A Paradigm on Debt

All debt, regardless of how or why it is incurred, carries great risks and hardships. Does this mean debt is sinful? How should Christians view it?

I hear a lot about debt these days. Often the context is the national debt or the recent sequestration. The magnitude of these topics provides a momentary distraction from the debt my husband and I face. Since finishing college we’ve both taken steps toward debt-free living, which is an ideal we hold. We’ve diligently avoided credit card debt, but we owe on the student loans that helped finance our college educations, we have a mortgage, and we owe a small amount on my husband’s car. These debts weigh heavily on me. Was I wrong to take out loans to pay for college? Should we have bought an older car for my husband so we could have paid for it outright? These types of questions spur my contemplation on how I, as a Christian, should view debt.

Is debt sinful?

I’ve read the Bible through many times and I’ve never seen a verse that explicitly states that being in debt is a sin. However, I do believe Scriptural principles indicate a life of debt is not God’s best for us and that being free of debt helps us better serve Him.

Before I go any further, let me say this: I believe that sin can often lead to debt. If your motivation to buy your stereo (or car, golf clubs, purse, etc.) is to “keep up with the Joneses” and you have to purchase it on credit, then that’s a problem. If you are being lazy and refuse to work for an income and end up in debt as a result, then that’s a problem. Sins like greed, sloth, improper priorities, and rebellion can all lead to debt. These sins need to be called out and addressed appropriately.

What about other debts, though? Debts like a mortgage on a modest house, student loans, or medical bills that went to collection because you couldn’t afford to pay them?

In the Old Testament, the Mosaic Law doesn’t prohibit lending, though limitations are placed on when interest can be charged (see Exodus 22:25, Leviticus 25:35-36, and Deuteronomy 23:19-20). Lending and borrowing aren’t identified as sin there, nor are they in the New Testament. Even when interest is referred to in Jesus’ parables (the Parables of the Talents and Minas in Matthew and Luke, respectively) the point of the parables is using wisely what God has given.
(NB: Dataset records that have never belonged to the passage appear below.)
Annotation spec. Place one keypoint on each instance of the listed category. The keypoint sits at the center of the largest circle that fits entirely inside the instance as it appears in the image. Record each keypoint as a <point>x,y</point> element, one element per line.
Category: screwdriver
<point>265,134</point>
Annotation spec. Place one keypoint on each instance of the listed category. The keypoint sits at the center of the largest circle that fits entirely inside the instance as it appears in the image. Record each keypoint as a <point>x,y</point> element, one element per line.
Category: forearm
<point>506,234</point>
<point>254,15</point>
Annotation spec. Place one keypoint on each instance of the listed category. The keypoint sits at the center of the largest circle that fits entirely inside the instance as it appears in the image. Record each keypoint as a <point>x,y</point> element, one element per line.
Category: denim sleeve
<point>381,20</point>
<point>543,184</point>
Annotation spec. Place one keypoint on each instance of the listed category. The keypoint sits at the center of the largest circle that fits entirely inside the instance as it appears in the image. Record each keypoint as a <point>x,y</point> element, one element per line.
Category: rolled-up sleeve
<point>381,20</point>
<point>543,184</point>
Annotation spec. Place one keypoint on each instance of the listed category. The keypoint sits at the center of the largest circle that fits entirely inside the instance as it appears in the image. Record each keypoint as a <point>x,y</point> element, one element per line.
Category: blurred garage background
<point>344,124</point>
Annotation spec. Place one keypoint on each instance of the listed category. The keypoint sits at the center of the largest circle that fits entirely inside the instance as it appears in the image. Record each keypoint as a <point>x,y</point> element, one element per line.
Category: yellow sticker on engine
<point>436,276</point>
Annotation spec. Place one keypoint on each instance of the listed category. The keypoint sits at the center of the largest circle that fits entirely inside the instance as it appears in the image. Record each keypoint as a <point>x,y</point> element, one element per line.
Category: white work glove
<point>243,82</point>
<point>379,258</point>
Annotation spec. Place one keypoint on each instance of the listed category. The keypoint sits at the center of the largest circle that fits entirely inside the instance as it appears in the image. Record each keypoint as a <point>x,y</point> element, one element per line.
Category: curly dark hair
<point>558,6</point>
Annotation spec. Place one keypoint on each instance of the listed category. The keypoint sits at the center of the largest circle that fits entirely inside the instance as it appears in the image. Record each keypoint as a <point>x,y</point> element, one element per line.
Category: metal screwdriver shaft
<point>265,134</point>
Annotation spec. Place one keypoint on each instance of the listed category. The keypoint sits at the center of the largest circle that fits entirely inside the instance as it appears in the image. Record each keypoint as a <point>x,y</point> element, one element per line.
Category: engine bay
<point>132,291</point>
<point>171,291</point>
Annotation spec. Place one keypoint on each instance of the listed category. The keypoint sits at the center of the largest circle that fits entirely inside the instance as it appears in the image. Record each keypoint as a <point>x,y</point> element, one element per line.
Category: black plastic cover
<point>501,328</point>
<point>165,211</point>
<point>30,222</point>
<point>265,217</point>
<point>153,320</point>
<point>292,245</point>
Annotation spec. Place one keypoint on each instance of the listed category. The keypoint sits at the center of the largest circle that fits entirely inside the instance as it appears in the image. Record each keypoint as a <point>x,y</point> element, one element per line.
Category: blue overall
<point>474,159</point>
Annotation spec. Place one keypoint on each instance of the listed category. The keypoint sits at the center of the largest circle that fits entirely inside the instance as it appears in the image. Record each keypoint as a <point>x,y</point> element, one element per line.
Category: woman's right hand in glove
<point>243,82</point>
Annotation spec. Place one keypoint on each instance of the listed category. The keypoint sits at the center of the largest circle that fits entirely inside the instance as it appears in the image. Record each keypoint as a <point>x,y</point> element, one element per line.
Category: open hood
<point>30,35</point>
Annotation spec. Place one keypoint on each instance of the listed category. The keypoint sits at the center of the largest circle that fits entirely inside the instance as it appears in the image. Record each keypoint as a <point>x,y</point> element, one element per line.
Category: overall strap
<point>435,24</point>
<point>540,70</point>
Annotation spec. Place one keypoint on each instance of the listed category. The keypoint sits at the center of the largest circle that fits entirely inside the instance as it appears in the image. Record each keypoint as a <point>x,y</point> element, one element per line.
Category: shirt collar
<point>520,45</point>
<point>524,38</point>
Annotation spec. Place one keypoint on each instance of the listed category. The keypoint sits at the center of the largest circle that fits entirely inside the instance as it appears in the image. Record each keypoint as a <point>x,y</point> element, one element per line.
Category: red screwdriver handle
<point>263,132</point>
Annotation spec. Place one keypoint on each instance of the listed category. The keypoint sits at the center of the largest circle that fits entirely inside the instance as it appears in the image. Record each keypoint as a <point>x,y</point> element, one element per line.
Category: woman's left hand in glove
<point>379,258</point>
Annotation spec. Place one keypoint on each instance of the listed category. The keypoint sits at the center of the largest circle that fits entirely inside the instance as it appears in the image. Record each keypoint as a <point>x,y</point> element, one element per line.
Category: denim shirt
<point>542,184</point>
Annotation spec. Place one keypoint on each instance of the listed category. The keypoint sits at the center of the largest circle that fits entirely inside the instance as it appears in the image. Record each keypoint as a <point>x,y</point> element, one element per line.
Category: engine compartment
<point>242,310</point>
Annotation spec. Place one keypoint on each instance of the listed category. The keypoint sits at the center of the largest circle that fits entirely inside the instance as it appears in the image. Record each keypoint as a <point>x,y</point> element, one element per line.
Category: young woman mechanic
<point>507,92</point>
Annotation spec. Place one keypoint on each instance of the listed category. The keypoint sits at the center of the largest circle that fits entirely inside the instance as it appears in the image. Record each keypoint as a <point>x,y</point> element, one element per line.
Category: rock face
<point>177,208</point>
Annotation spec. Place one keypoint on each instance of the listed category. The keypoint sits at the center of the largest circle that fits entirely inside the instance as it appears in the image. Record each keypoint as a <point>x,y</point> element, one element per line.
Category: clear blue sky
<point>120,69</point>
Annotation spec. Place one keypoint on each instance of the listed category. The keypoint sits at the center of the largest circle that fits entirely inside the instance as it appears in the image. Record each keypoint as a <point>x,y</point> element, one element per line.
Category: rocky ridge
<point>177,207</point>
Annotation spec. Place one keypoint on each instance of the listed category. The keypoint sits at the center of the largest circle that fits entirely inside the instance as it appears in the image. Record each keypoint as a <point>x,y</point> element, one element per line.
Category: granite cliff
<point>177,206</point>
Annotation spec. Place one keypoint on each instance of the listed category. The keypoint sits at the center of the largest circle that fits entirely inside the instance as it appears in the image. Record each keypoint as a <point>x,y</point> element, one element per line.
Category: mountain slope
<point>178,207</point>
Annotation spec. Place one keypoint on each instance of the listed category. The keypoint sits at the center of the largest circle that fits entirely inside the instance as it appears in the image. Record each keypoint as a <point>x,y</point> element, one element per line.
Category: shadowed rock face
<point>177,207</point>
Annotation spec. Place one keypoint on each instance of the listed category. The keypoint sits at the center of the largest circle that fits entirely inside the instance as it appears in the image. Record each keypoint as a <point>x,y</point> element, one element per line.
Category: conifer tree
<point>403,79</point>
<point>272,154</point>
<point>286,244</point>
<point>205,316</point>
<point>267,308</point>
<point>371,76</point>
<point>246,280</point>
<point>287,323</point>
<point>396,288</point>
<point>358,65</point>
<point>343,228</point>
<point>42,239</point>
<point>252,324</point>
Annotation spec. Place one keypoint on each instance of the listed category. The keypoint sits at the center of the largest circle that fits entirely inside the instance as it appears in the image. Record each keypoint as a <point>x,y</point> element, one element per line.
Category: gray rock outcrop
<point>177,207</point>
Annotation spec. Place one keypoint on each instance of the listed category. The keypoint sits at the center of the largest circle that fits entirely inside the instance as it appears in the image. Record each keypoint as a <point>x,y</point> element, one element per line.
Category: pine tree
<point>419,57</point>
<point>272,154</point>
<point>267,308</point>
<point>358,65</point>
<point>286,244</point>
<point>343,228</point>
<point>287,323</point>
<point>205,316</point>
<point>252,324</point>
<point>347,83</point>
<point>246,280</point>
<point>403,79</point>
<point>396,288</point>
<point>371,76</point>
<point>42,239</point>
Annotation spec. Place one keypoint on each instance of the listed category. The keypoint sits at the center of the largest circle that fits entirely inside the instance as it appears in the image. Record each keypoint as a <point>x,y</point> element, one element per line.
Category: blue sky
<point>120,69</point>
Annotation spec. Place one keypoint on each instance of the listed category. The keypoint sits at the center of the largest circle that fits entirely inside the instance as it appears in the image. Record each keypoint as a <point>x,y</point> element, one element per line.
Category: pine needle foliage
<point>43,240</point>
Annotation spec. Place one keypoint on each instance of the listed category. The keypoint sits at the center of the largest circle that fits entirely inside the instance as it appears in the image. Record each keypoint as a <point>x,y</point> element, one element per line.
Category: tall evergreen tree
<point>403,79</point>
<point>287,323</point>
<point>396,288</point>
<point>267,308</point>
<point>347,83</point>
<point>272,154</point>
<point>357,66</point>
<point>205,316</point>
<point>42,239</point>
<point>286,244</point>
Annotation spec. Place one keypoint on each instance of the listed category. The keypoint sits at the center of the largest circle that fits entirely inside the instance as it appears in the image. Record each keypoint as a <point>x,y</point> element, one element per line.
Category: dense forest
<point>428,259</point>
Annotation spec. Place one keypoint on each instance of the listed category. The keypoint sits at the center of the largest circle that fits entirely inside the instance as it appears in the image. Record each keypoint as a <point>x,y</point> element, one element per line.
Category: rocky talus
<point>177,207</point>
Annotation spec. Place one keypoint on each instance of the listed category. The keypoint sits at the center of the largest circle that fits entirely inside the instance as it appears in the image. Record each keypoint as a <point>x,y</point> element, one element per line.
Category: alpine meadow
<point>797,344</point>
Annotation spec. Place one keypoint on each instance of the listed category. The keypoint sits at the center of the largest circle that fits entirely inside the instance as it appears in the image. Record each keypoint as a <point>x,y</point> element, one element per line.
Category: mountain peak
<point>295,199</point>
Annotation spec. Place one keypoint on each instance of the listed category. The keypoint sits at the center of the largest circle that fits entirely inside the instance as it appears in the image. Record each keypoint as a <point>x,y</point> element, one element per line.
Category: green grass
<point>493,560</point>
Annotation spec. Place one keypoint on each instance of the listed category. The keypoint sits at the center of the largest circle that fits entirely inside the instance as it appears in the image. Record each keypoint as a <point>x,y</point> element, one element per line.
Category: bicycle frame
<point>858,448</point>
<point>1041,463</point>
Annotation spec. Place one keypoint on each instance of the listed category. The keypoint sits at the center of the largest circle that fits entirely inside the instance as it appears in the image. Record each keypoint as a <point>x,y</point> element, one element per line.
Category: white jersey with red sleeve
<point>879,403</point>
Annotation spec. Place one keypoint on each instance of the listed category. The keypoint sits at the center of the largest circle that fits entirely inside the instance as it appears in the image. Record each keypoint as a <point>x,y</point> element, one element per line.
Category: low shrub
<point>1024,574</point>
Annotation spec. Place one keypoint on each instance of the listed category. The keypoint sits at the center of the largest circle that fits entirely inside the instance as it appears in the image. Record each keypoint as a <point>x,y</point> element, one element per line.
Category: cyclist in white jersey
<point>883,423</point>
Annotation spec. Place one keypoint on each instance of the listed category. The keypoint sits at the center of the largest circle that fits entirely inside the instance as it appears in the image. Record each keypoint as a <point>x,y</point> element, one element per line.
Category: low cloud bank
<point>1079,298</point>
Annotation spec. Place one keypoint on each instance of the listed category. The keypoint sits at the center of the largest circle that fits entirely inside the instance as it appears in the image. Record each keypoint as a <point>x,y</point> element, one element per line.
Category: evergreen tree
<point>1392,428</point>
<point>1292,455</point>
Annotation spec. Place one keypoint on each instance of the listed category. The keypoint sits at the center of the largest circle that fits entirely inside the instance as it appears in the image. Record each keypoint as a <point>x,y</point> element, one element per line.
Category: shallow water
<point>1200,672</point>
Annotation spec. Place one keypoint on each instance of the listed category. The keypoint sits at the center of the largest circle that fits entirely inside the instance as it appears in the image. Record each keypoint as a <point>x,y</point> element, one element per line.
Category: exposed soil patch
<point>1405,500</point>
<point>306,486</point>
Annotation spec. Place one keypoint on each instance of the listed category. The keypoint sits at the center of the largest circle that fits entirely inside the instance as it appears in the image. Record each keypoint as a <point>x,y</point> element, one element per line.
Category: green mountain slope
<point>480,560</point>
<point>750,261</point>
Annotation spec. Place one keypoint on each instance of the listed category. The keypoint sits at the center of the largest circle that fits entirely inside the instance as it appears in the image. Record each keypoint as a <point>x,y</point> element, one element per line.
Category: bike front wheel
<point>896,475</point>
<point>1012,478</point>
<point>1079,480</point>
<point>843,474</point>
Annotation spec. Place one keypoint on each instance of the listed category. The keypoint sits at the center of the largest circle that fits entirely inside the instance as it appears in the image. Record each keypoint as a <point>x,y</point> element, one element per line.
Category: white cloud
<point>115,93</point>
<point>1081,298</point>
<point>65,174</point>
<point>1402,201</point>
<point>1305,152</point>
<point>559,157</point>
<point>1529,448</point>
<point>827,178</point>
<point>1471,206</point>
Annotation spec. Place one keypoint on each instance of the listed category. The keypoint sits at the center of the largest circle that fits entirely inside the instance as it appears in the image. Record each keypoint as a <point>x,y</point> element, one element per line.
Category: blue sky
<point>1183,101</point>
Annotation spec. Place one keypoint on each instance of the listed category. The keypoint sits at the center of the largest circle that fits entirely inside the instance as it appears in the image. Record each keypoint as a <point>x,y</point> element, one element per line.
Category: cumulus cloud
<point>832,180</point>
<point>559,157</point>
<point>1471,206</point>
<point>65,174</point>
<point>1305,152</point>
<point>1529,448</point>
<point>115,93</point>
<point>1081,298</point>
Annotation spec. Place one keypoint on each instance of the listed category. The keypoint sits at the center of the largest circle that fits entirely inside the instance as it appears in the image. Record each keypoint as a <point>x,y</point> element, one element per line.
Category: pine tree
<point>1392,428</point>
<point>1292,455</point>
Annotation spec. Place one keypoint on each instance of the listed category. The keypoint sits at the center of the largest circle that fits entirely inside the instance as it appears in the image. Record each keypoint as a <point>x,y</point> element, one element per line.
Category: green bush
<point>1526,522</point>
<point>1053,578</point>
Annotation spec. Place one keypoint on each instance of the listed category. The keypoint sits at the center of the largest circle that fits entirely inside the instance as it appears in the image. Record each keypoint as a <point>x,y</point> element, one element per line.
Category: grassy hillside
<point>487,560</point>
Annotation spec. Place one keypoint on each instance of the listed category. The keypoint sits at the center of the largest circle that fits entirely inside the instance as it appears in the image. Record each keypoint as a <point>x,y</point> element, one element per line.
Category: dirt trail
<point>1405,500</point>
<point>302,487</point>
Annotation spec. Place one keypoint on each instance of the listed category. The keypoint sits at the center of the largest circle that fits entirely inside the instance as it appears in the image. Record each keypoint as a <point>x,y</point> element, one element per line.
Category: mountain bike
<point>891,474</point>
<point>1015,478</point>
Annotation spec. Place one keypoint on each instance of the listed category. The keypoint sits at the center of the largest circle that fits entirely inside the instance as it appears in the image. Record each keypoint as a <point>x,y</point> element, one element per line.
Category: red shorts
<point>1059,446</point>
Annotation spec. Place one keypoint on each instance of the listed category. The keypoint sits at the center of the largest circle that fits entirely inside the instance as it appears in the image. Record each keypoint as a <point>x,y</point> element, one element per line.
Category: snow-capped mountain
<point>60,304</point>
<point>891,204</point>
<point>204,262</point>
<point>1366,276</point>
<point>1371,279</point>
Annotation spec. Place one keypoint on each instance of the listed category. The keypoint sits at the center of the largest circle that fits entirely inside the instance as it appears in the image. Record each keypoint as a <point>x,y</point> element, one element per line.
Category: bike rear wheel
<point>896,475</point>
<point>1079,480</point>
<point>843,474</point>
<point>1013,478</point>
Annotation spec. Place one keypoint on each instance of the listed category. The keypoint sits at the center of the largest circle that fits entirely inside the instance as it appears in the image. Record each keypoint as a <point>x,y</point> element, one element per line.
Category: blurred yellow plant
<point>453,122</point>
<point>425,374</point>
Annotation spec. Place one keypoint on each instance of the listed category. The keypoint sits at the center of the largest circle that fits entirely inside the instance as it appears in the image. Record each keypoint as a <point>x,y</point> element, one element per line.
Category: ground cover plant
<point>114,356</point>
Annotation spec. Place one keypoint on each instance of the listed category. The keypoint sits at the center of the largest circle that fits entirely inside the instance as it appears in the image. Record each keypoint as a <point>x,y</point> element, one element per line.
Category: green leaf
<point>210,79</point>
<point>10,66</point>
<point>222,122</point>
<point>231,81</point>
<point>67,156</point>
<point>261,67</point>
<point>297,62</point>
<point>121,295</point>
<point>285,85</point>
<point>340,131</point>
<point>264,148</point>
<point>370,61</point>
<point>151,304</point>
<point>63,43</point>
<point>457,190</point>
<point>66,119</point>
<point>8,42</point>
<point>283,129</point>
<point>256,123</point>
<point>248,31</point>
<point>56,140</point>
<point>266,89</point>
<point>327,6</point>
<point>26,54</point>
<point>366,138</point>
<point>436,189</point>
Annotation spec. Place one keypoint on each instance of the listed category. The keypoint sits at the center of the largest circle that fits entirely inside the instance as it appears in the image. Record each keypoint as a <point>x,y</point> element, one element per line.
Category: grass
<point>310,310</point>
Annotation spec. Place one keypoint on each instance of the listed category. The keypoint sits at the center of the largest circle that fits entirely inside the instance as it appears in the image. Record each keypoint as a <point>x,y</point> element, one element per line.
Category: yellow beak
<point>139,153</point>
couple with debtThe reason I believe debt is not God’s best for us is that borrowers become slaves of the lender (Proverbs 22:7). In being slaves we are not free to live as we want. In essence, we are torn between two masters—the debt and the Lord. We may not be able to give as generously to ministries or serve as often as we’d like. A significant portion of the money we earn must be given to the lender and we may need to work overtime hours to make ends meet. Often it becomes a struggle to receive the peace and joy God gives because anxiety and regret overshadow them.

God knew what he was talking about when he said, “You cannot serve both God and money” (Matthew 6:24). While this verse does say money (not debt), it is money we borrowed and money we owe, so I think it has relevance. Likewise, Paul’s encouragements to “not become slaves of men” (1 Corinthians 7:23) and to have no outstanding debt “except the continuing debt to love one another” (Romans 13:8) bear consideration. While the former verse does refer to literal slavery, the words of Proverbs 22:7 give some indication that the figurative and literal states share some similarities.

My conclusion from these verses and others on the topic (Psalm 37:21, Proverbs 22:26, Nehemiah 5:3-5, Matthew 5:42, and Luke 6:35) is that debt is not inherently sinful. Debt can result from sin (selfish ambition, pride, covetousness, etc.) and when it does it is reaping the consequences of what one has sown (Galatians 6:7-8). All debt, regardless of how it was incurred, carries great risks and hardships. Therefore, it is good and right to discourage Christians (and others) from getting into debt. Those of us who are in debt should work hard and pay it off (Colossians 3:23, Romans 13:7) and should make wise choices in regards to taking on additional debt. However, it is not beneficial or scriptural to browbeat ourselves regarding the debt we have.

Are you comfortable carrying debt or do you do everything you can to avoid taking it on? Have you ever considered if it is sinful? Do you think it is?

Comments

  1. Charlotte Thiel says:

    I personally would like to work really hard to get out of debt.I have talked about it with my husband, who is the banker of our family and handles the bills and financial decisions, is not quite so convicted of the needed changes, We did payoff a lot more toward our debt last year but haven’t yet gotten to the point where we don’t add ANY to it. We are improving but have a ways to go.

    • Thanks for sharing some of your story. I hope and pray you are able to pay off more debt this year and that you’ll see increased unity in your financial goals.